Beautiful kites in such a wide variety. Most of these span only three inches. "There were so many thing here that were so fascinating." - Charlie Sotich


Here are some of the kites made by Philippe Robert of Florida. Beautiful work, all done on Icarex. Note the itty-bitty Cody.


Jim Barber said "I talked with my wife, Monica, and she saw the exhibit, and said it was awesome! Great job!"


"Glorious!" - Richard Dermer; AKA President

Character kites by Robert Trepanier and cyclists by Paul Berard.


Below is a beautiful display where each panel features a different artist.


Here is the flying machine with a train of four Eddy kites by Paul Berard. In the "Final AKA Convention Update, Phil of Kite Lines said, "Has anyone mentioned the Kite Art Gallery? Way to go Glenn Davison for the incredible display of miniatures. Coolest were the motorized rotary kiteflyers, which kept kites flying around the room all the time. I want one for my living room, just to exercise my dog."

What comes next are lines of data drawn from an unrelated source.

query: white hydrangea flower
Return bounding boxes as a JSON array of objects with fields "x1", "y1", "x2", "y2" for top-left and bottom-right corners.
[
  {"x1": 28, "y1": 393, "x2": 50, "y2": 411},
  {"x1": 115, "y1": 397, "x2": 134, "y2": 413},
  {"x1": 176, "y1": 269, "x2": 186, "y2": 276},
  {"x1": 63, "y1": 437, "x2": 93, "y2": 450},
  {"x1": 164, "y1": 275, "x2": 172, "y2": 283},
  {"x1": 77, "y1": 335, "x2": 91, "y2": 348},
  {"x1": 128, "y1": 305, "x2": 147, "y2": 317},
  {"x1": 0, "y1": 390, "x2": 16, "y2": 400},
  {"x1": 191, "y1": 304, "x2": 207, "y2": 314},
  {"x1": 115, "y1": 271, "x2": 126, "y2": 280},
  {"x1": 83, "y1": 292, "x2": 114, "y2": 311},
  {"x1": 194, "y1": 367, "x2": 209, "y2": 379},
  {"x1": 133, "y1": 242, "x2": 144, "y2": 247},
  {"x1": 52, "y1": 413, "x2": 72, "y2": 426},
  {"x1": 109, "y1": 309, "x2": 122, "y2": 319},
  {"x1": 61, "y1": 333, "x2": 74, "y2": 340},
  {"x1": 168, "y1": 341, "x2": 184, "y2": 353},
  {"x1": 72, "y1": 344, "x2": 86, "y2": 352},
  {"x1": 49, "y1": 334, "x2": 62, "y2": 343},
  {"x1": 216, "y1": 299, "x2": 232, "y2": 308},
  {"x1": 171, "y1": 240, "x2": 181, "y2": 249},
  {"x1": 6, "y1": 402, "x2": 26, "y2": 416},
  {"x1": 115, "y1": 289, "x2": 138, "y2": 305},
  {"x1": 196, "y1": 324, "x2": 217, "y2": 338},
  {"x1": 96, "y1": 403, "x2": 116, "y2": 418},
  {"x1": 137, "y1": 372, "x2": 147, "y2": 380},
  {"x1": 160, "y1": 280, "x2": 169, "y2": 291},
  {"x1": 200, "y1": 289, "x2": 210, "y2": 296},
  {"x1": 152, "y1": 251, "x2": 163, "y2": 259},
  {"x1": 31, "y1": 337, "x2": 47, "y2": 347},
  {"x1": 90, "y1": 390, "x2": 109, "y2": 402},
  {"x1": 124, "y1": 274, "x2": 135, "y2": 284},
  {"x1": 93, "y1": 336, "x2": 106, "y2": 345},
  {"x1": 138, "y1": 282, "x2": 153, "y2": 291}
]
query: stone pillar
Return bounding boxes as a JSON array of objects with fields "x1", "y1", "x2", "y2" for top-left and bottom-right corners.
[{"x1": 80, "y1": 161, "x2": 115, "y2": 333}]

Below you see a view of an experimental wind tunnel. Note the yellow kite flying in the center with the fan pulling the air (not pushing it) through the tube.


Paul Berard did a workshop one afternoon in front of the Gallery entrance. Other days he made random appearances in the Hotel lobby or Convention Center.


Here is a miniature stunt kite that you can fly with a single hand. Made with nylon fabric and microcarbon rods, you hold the control bar and use your wrist to control the kite. The kite is a commercial product made in Austria by Alfred Schwarz.

(Click to enlarge all photos.)


All styles of kites from many different countries such as Germany, Austria, France, Canada, China, and others. Hundreds of visitors attended, many of whom returned again and again.

"And they all FLY?" ....that's an easy question. The answer is "Yes."